У пациентов с тяжёлыми врождёнными деформациями позвоночника часто присутствует нестабильность передней и средней колонн позвоночника. Данный факт обусловливает необходимость вентральной стабилизации [19]. В отдельных случаях, при невозможности достичь полной декомпрессии спинного мозга из заднего или заднебокового доступа, вентральный этап стабилизации сочетается с передней декомпрессией [20–23]. В приведённом клиническом примере 1 был использован данный подход. На этапе задней стабилизации деформации и вентральной резекции тел позвонков на вершине деформации достигнута декомпрессия спинного мозга и фиксация позвоночника. В результате проведённой операции в клинической картине послеоперационного периода отмечен регресс неврологического дефицита. Из-за дефекта задней колонны позвоночника сохранялся риск дестабилизации установленной конструкции, а в дальнейшем — прогрессирования деформации и нарушения неврологического статуса.

В клиническом примере 1 стоит отметить применение Halo-pelvic тракции, несмотря на то, что в научной литературе данный этап лечения описывается как противопоказание к применению у пациентов с неврологически осложнёнными деформациями позвоночника.
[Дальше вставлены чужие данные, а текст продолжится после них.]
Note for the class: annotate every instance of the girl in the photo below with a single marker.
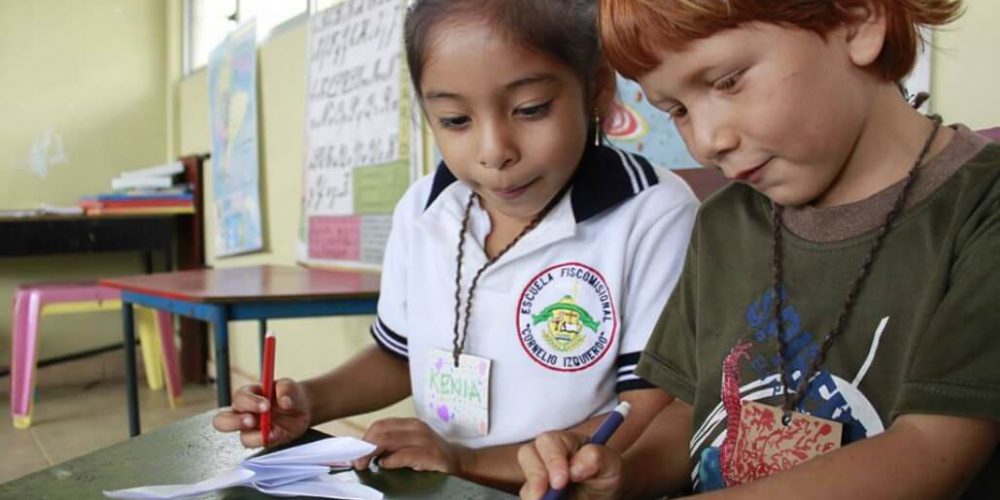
(842, 293)
(519, 278)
Однако применение Halo-pelvic тракции у пациента из клинического примера 1 позволило добиться частичного регресса неврологического дефицита [8, 24]. Во время проведения Halo-pelvic тракции происходит стабилизация деформации, достаточная для создания условий, обеспечивающих снижение венозного застоя в сосудах спинного мозга и улучшение кровообращения спинного мозга на вершине деформации. Обеспечение перфузии и оксигенации тканей спинного мозга приводит к наблюдаемому клинически регрессу неврологического дефицита [10, 25].

Ввиду сложной геометрии деформации, аномальной анатомии позвоночника применение серийных вентральных пластин в данном случае не представляется возможным. Обусловлено это невозможностью добиться плотного прилегания серийного фиксатора к телам позвонков, несовпадением точек крепления пластины и линейных размеров пластины. Эффективный подход к стабилизации позвоночника заключался в изготовлении индивидуальной пластины, которая имеет практически полную конгруэнтность поверхностей соприкосновения, а этапы её проектирования позволяют рассчитать места установки фиксирующих винтов, траекторию их проведения, в том числе чтобы при их установке не было конфликта инструментария с грудиной или ключицами, что обеспечило отсутствие необходимости стернотомии. С целью планирования всех этапов операции и отработки установки индивидуального имплантата изготовлена полноразмерная индивидуальная 3D-модель позвоночника. В конечном результате хирургического лечения был достигнут полный регресс неврологического дефицита со стабилизацией позвоночника.

При естественном течении тяжёлых нейрогенных деформаций позвоночника также имеется высокий риск компрессии спинного мозга, что требует стабилизации позвоночника и выполнения декомпрессии миелорадикулярных структур [26]. Подобную ситуацию иллюстрирует вышеописанный клинический случай 2. Болезнь Шарко–Мари–Тута, тип 4С наиболее часто проявляется в первые десять лет жизни с высокой частотой развития сколиоза. У некоторых пациентов развитие происходит медленно, позволяя ходить вплоть до пятого десятилетия жизни, тогда как другие становятся зависимыми от инвалидного кресла в подростковом возрасте [27].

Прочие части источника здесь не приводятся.